Auf dem Weg in die schwedischen Schären (12.-17.05.)

So, genug ausgeruht, jetzt geht es weiter Richtung Norden – schließlich wollen wir in zehn Tagen in den Schären sein. So machen wir uns auf den Weg mit Ziel Grönhögen auf Öland. Zunächst scheint die Überfahrt unter keinem guten Stern zu stehen, denn Wind haben wir keinen und der Motor röhrt und röhrt … das passt nicht so wirklich zu den vorhergesagten 4-5 Bft. und wir ärgern uns. Gegen Mittag jedoch kommt doch noch eine Brise auf, die wir erst unter “Passatbesegelung” (beide Vorsegel im Schmetterling gesetzt – so ein Kutterrigg ist schon etwas praktisches), später bei wieder nachlassendem Wind unter Gennaker fahren. Endlich Stille!

Der Regenbogen ist wieder da, und die schwedische Gastlandflagge ist auch schon gesetzt
Der Regenbogen ist wieder da, und die schwedische Gastlandflagge ist auch schon gesetzt

Und tatsächlich schaffen wir es, per Gennaker bis Grönhögen zu kommen – und nach 14 Stunden unterwegs wollen wir auch nur noch ankommen. Doch natürlich gibt es zum Schluss noch einmal Ärger: beim Bergen des Gennakers verheddert sich das Segel irgendwie mit dem Bergesack und lässt sich beim besten Willen nicht einholen, so dass uns letztlich nichts anderes bleibt, als es langsam über das Fieren des Falls herunterzulassen und aus dem Wasser zu bergen. Sehr ärgerlich das Ganze. Irgendwann haben wir es aber geschafft und können endlich in Grönhögen festmachen.

Dieser Hafen war als Station fest eingeplant, weil wir hier schon einmal in einem früheren Urlaub waren und schöne Erinnerungen an einige eingeregnete Tage haben. An sich sind sowohl Hafen als auch Ort recht unspektakulär, aber alles ist klein, verschlafen und einfach sympathisch. Und ganz wichtig: der lokale ICA-Supermarkt führt das beste Müsli, das es gibt! Wir decken uns am nächsten Morgen mit den wichtigsten schwedischen Spezialitäten ein und brechen gleich wieder auf – hoffen jedoch, auf dem Rückweg hier noch einmal vorbei zu kommen und zwar mit etwas mehr Zeit im Gepäck.

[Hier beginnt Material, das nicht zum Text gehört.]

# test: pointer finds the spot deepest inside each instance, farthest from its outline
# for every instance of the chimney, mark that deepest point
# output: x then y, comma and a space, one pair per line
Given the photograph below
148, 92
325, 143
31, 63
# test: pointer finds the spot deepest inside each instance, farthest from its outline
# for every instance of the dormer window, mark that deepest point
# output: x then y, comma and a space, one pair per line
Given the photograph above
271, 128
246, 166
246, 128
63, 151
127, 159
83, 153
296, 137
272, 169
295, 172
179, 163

Eigentlich haben wir vor, für den nächsten Schlag so weit wie möglich an Öland hoch oder sogar über Nacht bis Visby auf Gotland zu kommen, doch die Dinge laufen überhaupt nicht nach Plan: zunächst schiebt uns ein anständiger halber Wind ganz ordentlich durch den
Kalmarsund und wir können unser nasses Gennaker setzen und trocknen.

Die Brücke über den Kalmarsund; darüber ein unheilvoller Himmel, der uns bald schon zur Umkehr zwingen wird
Die Brücke über den Kalmarsund; darüber ein unheilvoller Himmel, der uns bald schon zur Umkehr zwingen wird

Leider verschlechtert sich das aber Wetter zusehends; Regen setzt ein, der Wind schläft ein und so muss der Diesel wieder ran. Das ist zwar kein Vergnügen, doch immerhin kommen wir voran. Dann jedoch kommt der Wind wieder, und zwar nicht etwa aus SW, wie vorhergesagt, sondern aus NO – schön von vorne. Mittlerweile sind wir an der engsten Stelle im Kalmarsund, die zu allem Überfluss auch noch von unzähligen Unterwasserfelsen übersät ist und hier entsteht durch den Gegenwind auch ein nicht unerheblicher Gegenstrom. Nachdem wir stundenlang gegenangebolzt haben, ohne nennenswert von der Stelle zu kommen, muss auch ich einsehen, dass das keinen Sinn hat. Widerwillig drehen wir ab und laufen nach Kalmar zurück. Da wir spät dran sind, ist kein Hafenmeister mehr aufzutreiben (es ist ja noch Vorsaison), also liegen wir wenigstens für lau, dafür aber ohne Zugang zu Sanitäreinrichtungen und WLAN. Nun ja, wir wollen ohnehin nicht bleiben.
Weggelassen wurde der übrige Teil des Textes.